What is a c-section?

It is a horizontal incision made just above the pubic bone above the hairline. The fascia (connective tissue which covers the muscles) underneath is cut to allow the separation of the abdominal muscles. The actual muscles are very rarely cut themselves.

What is the recovery time?

Slightly longer than after a natural birth due to the operation. Some women have loss of sensation or numbness over the area of their scar and abdominals and this can sometimes take up to a year for it all to return to normal. It can make activation of certain muscles hard if a degree of sensation is lost. True recovery time is very individual as each mum has a different experience and reason why a c section has been performed. Most mums are feeling more themselves by 6 weeks!

When can I start exercising?

To be able to join a class you need to be signed ready by your doctor. Once cleared, gentle deep core and pelvic floor exercises can be started, however heavier exercise should wait until the body is feeling healed completely and the pelvic floor is working well, and there is no evidence of a Diastasis Recti or abdominal separation.

Everyone recovers at different rates and everybody has a different birth journey, so be kind to yourself. Waiting a few more weeks and truly feeling ready will pay off in the long term. There is no quick fix to strengthening or repairing the abdominal muscles. Slow, gentle work, gradually increasing will help. The deep inner muscles need to be worked to help the pelvic floor and the more superficial abdominals. Due to loss of sensation this can sometimes be hard but it's worth persevering. Also remember when breast feeding to expect the lingering effect of the pregnancy hormones to last the entire time and then for approximately 3 months afterwards. The hormones cause the joints, ligaments and muscles to soften to allow for birth and can remain slightly looser for this period.

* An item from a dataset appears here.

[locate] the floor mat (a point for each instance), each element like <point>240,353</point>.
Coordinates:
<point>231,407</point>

Always remember to be kind to yourself. Giving your body enough time to heal, will in the long run reap its rewards. As eager as you feel to get your body back, rushing now when your body is working hard to heal may only cause injuries.

Seeing a Pregnancy/Postnatal therapist

When clients come to see me or join a class I will fill out a detailed consultation form with them to find out how they are both physically and emotionally. Physically I will want to know about their whole body wellness and how their body has coped and dealt with the pregnancy and the section itself.

Physically I will mainly be looking at posture and alignment of the body, breathing techniques, and discuss pelvic floor issues.